Regulatory Framework In Nigeria
If anything was emphasized at the BRIPAN conference, it was definitely the lack of a regulatory framework, majorly the lack of a bankruptcy Protection law to allow ailing but viable companies some respite to reorganize and work out a recovery plan. The CAMA Bill contains only the barest requirements or engagement in insolvency practice.
It was largely recommended that BRIPAN spearheads the drive for more contemporary provisions in CAMA and the long pending Insolvency Bill; perhaps culling from the UK, USA and South African provisions, as may be appropriate for Nigeria.
Needless to say, the operating environment in these jurisdictions is quite different from the Nigerian environment.
The Nigerian Experience
Things are quite different in Nigeria, and the operating environment is not conducive for various reasons. Chiefly, is a gaping lacuna of specialized Insolvency and Bankruptcy legislations to protect the ailing company where the need arises and to better manage the assets to settle the creditors accordingly.
Lack of experience in the business rescue model of insolvency naturally flows from the lack of a regulatory regime for insolvency practice. In the same vein, insolvency, bankruptcy or liquidation in whatever form is often stigmatized.
Of course, the largely litigious disposition to conflict resolution in Nigeria plays a huge part. Notably, Arbitration is only lately shedding the perception of being a prelude to litigation with the directives of the Chief Justice of Nigeria.
The Way To Go
Business recovery is the preferred strategy, because it entails rehabilitating a financially distressed company applying various options like moratorium, post commencement financing, informal workouts, etc. Nigeria ought to borrow a leaf or two from any or all of the jurisdictions highlighted above as may best suit our unique cultural terrain.
Not So Real Life Example
A very interesting highlight of the conference was a case study session where all in attendance were given an insolvency scenario to work out. The company in question had experienced several unforeseen challenges which left it with huge debts to its lenders, staff, and trade creditors, and shut-down operations in its key factories.

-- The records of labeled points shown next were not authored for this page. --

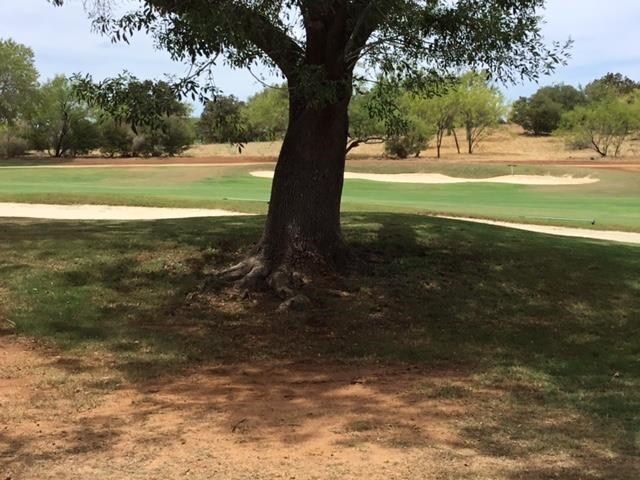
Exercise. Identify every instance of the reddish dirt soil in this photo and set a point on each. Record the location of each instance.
(65, 417)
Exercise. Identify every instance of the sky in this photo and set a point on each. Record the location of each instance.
(606, 39)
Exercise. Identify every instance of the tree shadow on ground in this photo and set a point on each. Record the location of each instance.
(522, 345)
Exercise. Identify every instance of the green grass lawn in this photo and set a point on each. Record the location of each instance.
(536, 337)
(614, 202)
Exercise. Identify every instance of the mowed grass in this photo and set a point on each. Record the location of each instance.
(614, 202)
(534, 337)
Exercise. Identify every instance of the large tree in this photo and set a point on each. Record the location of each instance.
(320, 47)
(18, 81)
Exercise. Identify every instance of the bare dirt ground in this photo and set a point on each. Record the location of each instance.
(437, 178)
(105, 212)
(64, 417)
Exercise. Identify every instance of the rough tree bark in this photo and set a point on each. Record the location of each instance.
(302, 231)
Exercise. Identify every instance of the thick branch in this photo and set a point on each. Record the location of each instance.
(366, 17)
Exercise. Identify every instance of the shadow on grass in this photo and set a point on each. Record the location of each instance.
(539, 334)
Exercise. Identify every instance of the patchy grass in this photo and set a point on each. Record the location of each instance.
(534, 338)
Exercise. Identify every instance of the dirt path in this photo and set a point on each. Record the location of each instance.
(105, 212)
(437, 178)
(609, 235)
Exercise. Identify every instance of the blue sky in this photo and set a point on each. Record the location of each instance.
(606, 37)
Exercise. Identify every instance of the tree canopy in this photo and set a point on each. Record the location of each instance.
(18, 80)
(321, 47)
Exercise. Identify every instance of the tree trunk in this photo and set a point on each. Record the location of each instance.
(302, 231)
(455, 137)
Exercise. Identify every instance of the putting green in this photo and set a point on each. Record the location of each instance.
(614, 202)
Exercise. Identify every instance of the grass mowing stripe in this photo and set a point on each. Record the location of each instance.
(614, 202)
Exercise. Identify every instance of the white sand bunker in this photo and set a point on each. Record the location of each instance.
(437, 178)
(104, 212)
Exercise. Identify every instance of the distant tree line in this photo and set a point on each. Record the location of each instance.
(64, 117)
(406, 122)
(601, 116)
(125, 117)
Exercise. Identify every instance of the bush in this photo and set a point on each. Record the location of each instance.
(12, 146)
(177, 136)
(402, 146)
(116, 139)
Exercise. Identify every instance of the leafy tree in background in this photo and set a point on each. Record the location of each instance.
(611, 85)
(267, 114)
(604, 125)
(116, 139)
(18, 86)
(480, 107)
(541, 113)
(316, 45)
(222, 121)
(151, 109)
(61, 124)
(18, 81)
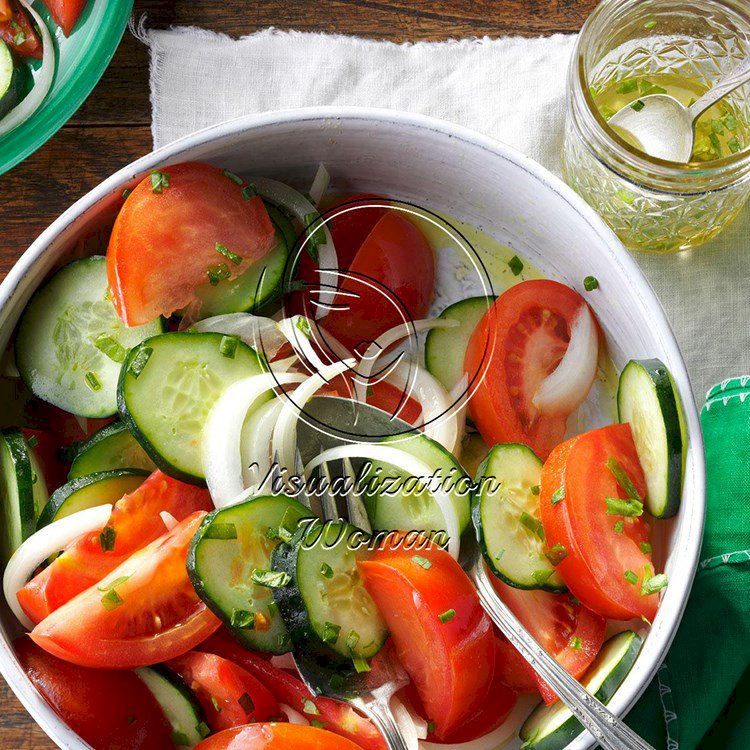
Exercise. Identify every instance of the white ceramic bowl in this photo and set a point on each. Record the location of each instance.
(446, 168)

We were grouped as financial advisors to the top management of the company, insolvency practitioners and legal advisers to the majority shareholder, insolvency practitioners and legal advisers to the lenders, legal advisers to the employees union and the company’s trade creditors.
The idea was to work out a restructure plan agreeable to all stakeholders, without any recourse to court proceedings at all. It was quite an eye-opener and interestingly, within an hour, an ostensibly good business rescue plan was drawn up by all stakeholders to revive the company’s business and partly settle the creditors.
Naturally, in real life, such a case may not be so easily resolved, and most probably not within an hour. However, it is worth the work-out.
It is important for liquidators and lenders to think more long term in order yield fuller recovery, rather than the assets stripping recovery that leaves all stakeholders wanting.
There should also be a shift from government bailout and instead, shareholders should be obliged to inject funds into the ailing company/business, while presenting a restructure proposal.
Another important point is that in some cases, the lenders (the Banks) generally do not quite understand the debtor company’s business and this is often exacerbates the indebtedness of the company.